Bien que ceci offrait un terreau fertile à l’émergence de groupes d’usagers en psychiatrie avec accès aux politiques et au ministère de la santé, leur pouvoir politique potentiel était amoindri par le fait que les différents groupes avaient des philosophies différentes sur la psychiatrie et le bénéfice de ses traitements. D’un côté, il y avait We Shall Overcome . Fondée en 1968, sa meilleure description est celle d’un groupe de survivants, décidé à se battre – comme son nom l’indique – pour les droits civiques des « ex-patients ». De l’autre côté il y a des groupes plus modérés comme Mental Helse qui, avec ses 7 500 membres, est la plus grande organisation en santé mentale de Norvège. Très longtemps, ces différences n’ont pas permis que le lobbying auprès du gouvernement aboutisse à un changement. « Nous ne sommes pas d’accord sur tout » a déclaré Anne Grethe Terjesen, leader de LPP , une association nationale pour les familles et les soignants en santé mentale. « Le gouvernement dit ‘vous voulez ceci, mais d’autres veulent cela’. Ceci leur permettait de nous ignorer »

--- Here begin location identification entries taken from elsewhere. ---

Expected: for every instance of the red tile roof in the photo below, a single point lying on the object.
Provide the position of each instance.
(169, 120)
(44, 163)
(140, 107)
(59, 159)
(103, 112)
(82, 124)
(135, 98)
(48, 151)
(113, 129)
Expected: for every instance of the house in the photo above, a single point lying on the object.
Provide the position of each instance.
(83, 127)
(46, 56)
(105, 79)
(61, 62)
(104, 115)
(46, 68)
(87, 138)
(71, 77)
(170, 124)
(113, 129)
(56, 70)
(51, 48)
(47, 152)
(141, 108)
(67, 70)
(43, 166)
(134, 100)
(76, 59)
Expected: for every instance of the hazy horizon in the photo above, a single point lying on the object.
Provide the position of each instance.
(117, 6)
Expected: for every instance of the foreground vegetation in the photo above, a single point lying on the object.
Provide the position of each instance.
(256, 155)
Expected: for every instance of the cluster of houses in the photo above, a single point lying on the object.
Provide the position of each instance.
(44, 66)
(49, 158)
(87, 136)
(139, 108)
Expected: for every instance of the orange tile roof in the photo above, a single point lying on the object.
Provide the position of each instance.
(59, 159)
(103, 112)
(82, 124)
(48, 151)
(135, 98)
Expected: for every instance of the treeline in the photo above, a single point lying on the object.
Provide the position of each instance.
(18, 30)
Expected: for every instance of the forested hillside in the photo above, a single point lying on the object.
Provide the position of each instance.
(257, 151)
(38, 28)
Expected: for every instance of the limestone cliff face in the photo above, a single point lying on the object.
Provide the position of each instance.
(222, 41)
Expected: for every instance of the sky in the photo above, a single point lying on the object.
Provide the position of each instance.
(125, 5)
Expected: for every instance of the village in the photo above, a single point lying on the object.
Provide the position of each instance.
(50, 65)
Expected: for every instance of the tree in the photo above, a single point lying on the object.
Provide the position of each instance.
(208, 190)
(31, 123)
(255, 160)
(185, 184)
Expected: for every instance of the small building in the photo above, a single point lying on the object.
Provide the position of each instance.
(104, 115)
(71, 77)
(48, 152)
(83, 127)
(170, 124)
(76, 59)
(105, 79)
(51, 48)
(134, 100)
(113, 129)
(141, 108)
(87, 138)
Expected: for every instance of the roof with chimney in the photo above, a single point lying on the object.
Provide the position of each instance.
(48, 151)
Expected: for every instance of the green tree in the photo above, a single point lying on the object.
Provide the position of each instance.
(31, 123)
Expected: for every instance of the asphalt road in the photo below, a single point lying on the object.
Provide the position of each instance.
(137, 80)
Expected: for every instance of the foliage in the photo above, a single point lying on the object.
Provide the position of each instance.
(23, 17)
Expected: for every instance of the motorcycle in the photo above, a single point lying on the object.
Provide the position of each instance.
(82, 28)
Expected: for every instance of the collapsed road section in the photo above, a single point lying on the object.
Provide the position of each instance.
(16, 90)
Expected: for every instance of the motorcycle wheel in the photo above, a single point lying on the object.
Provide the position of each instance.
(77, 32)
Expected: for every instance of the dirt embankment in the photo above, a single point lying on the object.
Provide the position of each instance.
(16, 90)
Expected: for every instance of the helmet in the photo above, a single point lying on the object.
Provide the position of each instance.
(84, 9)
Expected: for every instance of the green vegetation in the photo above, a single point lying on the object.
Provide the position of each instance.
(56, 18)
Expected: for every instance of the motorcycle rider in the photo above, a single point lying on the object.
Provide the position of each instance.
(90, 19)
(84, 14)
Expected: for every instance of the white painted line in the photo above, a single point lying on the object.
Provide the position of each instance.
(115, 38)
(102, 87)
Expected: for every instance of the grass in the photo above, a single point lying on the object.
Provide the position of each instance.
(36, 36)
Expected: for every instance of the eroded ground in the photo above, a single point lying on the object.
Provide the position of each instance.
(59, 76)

Toutefois, au cours des 15 dernières années, tous les groupes d’usagers ont observé avec la même  consternation le fait qu’un aspect particulier de la psychiatrie moderne – l’augmentation des traitements forcés – se banalisait en Norvège. Au moins une étude établit que la Norvège a le plus haut taux de traitements forcés de tous les pays d’Europe, et que de tels traitements s’imposent aux patients rendus à la société, ce que les groupes d’usagers trouvèrent à la fois honteux et horriblement oppressant. Aujourd’hui, des équipes externes viennent au domicile des personnes pour s’assurer de l’observance à l’ordre de prise de médicaments, qui peut être « à vie », ont déclaré les leaders des groupes d’usagers. « Là est le problème » affirme Terjesen. « Une fois qu’ils ont écrit que vous devez prendre cette médication, il est très, très difficile d’en sortir. Si vous dites que vous n’en voulez pas, vous pouvez faire appel à une commission, mais la plupart se voient déboutés ». Per Overrein, leader du groupe Aurora , ajoute : « Je n’ai jamais entendu dire qu’un patient obtenait satisfaction dans une commission ».